Comparing yourself to the kids you knew in middle school will become less and less important as time goes on.
People who are super competitive need to feed that. It is not something I respect or can relate to.
I want a healthy, happy kid who can support herself and find satisfaction both personally and professionally. I could care less what others in my neighborhood think.
Anonymous wrote:This has very little to do with college issues - today.
Find another thread.
Anonymous wrote:I have no idea what you are getting at.
Sounds like your friends kids are successful engineers, chemists, finance, etc. but are also interested in other things like improv and like to date. What is the issue? You think they should only do STEM stuff?
Anonymous wrote:This has very little to do with college issues - today.
Find another thread.
Anonymous wrote:I think this is pretty normal for focused young adults. Once you have attained that goal - you understand that you need to have other things in life to make it more complete. For those who have taken a long road (med school, law school, grad school) - this coincides with late 20's.
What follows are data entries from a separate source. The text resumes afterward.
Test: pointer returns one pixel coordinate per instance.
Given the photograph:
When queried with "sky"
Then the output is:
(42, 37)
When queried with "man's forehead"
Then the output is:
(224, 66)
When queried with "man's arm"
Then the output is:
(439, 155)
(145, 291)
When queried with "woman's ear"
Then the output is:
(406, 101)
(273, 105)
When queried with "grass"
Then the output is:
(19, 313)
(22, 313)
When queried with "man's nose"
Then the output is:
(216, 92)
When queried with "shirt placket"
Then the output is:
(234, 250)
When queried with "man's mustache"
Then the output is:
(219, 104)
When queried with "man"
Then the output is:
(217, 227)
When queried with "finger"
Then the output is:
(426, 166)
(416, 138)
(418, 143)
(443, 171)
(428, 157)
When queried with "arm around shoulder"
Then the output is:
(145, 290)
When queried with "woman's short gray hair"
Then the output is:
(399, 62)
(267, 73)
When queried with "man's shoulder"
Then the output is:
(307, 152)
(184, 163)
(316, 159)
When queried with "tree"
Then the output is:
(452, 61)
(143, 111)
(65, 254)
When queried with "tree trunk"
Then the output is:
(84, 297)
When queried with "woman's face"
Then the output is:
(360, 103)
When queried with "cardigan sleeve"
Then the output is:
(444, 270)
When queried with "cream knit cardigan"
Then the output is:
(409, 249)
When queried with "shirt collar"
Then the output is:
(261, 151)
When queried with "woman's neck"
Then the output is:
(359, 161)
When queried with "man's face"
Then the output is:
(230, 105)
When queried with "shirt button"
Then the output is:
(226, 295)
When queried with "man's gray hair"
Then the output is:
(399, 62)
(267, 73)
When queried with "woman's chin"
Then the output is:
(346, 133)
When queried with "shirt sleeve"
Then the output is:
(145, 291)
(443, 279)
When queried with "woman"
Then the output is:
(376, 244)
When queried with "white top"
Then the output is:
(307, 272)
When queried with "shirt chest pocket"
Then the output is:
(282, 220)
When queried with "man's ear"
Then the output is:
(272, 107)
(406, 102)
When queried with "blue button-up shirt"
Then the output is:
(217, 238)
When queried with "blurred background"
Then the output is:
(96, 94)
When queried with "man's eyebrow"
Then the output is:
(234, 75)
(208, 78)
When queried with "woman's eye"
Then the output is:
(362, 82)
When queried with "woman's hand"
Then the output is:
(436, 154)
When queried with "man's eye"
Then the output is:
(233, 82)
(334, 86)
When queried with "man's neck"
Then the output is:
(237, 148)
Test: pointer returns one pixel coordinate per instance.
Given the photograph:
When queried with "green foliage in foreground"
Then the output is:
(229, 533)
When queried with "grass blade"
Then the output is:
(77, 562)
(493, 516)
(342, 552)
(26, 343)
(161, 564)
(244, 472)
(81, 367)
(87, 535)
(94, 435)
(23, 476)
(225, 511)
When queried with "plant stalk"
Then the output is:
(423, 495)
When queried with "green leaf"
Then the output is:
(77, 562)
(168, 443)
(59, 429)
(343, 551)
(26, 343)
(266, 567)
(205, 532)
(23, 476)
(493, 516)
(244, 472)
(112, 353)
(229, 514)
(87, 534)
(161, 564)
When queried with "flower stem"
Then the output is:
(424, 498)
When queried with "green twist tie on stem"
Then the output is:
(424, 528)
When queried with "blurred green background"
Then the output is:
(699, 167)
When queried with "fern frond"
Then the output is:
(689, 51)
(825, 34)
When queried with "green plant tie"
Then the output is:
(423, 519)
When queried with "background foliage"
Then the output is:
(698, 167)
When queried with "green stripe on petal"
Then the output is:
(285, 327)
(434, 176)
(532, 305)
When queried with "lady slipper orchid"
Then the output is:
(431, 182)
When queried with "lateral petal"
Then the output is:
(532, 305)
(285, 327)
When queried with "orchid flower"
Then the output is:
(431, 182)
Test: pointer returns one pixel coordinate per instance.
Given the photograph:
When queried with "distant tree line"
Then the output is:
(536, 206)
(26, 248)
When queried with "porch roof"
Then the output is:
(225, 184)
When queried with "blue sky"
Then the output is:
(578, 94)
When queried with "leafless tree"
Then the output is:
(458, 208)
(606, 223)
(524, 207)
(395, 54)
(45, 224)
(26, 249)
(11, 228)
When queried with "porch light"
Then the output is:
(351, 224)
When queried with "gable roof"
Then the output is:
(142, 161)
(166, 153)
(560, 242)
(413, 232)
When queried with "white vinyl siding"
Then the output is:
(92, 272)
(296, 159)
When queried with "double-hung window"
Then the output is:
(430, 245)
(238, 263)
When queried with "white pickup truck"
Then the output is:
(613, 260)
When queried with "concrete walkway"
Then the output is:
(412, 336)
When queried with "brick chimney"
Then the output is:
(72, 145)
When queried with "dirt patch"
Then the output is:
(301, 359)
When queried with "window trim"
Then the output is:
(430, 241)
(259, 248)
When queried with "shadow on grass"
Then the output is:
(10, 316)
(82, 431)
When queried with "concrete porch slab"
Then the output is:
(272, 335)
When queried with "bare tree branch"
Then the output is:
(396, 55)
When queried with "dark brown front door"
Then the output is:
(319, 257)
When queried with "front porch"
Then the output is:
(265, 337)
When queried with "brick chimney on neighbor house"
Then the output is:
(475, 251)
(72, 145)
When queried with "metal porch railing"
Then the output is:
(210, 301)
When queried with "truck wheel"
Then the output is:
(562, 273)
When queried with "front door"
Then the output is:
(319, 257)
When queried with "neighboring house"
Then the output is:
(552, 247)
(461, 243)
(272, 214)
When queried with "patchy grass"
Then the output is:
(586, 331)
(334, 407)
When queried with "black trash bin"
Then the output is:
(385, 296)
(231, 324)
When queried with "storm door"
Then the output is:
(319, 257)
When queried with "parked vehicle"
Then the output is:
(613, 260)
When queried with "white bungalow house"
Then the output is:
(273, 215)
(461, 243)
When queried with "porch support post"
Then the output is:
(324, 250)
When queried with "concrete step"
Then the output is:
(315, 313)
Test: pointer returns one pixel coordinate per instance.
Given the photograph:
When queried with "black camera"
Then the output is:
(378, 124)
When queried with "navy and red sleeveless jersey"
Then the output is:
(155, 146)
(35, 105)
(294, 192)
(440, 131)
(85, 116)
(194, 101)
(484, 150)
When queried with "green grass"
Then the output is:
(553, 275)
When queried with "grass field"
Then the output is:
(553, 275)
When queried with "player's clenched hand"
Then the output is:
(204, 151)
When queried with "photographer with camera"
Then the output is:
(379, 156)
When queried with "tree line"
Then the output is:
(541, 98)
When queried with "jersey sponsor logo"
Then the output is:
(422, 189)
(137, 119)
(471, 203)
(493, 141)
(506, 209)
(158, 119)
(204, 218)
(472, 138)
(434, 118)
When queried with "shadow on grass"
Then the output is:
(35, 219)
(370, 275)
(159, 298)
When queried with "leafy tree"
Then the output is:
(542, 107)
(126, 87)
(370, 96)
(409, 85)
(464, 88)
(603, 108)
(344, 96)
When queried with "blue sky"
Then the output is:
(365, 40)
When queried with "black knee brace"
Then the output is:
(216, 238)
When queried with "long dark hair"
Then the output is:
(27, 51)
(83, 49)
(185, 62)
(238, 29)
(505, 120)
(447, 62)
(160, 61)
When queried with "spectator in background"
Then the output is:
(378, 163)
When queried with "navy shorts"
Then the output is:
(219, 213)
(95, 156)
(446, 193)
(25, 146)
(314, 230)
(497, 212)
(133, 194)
Late 20's is also a time of greater maturity and self understanding - many people tend to settle down and get married at this age (especially if they started work right out of college vs long road school types).
I distinctly remember having this exact conversation in my late 20's as a friend was finishing med school and I was in grad school - about having had the goal be school success and realizing we now had to shift. It wasn't anything sad - it was just maturity and self-awareness.